Catholic Worker houses of hospitality provide an opportunity to put this belief in intrinsic dignity into practice, and therefore we are carrying out these “daily pastoral responsibilities” with a particular intentionality.  All of our seemingly normal activities are carried out to serve our community, for the good of the homeless women and their children, and for the universal common good.  Catholic Workers are practicing “a commitment to the good of one’s neighbor with the readiness, in the Gospel sense, to ‘lose oneself’ for the sake of the other instead of exploiting him, and to ‘serve him’ instead of oppressing him for one’s own advantage,” as summarized in the Compendium of the Social Doctrine of the Church (193).  This is drawn from and expressed in Matthew 10:40-42, 20:25, Mark 10:42-45 and Luke 22:25-27.

“We are here (at the Catholic Worker) to bear witness to our Lord.  We are here to follow His lead,” Dorothy Day states.  Day was devoted to the tradition and teaching of the Catholic Church, but also consistently studied the Bible and learned directly from the text. To explain her everyday life at the Catholic Worker, she would often refer to the second chapter in Paul’s Letter to the Philippians.

“If then our common life in Christ yields anything to stir the heart, any loving consolation, any sharing of the Spirit, any warmth of affection or compassion, fill up my cup of happiness by thinking and feeling alike, with the same love for one another, the same turn of mind, and a common care for unity.  There must be no room for rivalry and personal vanity among you, but you must humbly reckon others better than yourselves.  Look to each other’s interest and not merely to your own.

“Let your bearing towards one another arise out of your life in Christ Jesus.  For the divine nature was His from the first; yet He did not think to snatch at equality with God, but made Himself nothing, assuming the nature of a slave.

“So you too my friends, must be obedient, as always; even more, now that I am away, than when I was with you.  You must work out your own salvation in fear and trembling; for it is God who works in you, inspiring both the will and the deed, for his own chosen people.”  

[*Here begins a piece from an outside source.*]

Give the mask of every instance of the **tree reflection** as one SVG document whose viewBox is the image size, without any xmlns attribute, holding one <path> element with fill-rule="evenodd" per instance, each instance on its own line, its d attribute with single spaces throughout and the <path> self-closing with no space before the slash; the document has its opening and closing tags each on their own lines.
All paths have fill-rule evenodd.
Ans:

Day describes Jesus as both having suffered a Passion and having lived a passionate life.  She sees “all His experiences as part of His Passion: the stories He told, the miracles He performed, the sermons He delivered, the suffering He endured, the death He experienced” (117).  One consistency in our schedule at the Catholic Worker Farm is daily prayer.  It serves to orients us to our belief in the intrinsic dignity of every human being, so that we don’t lose sight of the intention of our work.  Dorothy Day states that “if an outsider who comes to visit doesn’t pay attention to our praying and what that means then he’ll miss the whole point of things” (97).  I’ve found that ordinary activities, whether playing with children, gardening, counseling, cleaning, or filling out paperwork, can be transformed when one is inspired by and seeks to imitate the passion of Jesus and when one is consciously oriented to the reality of a shared intrinsic dignity.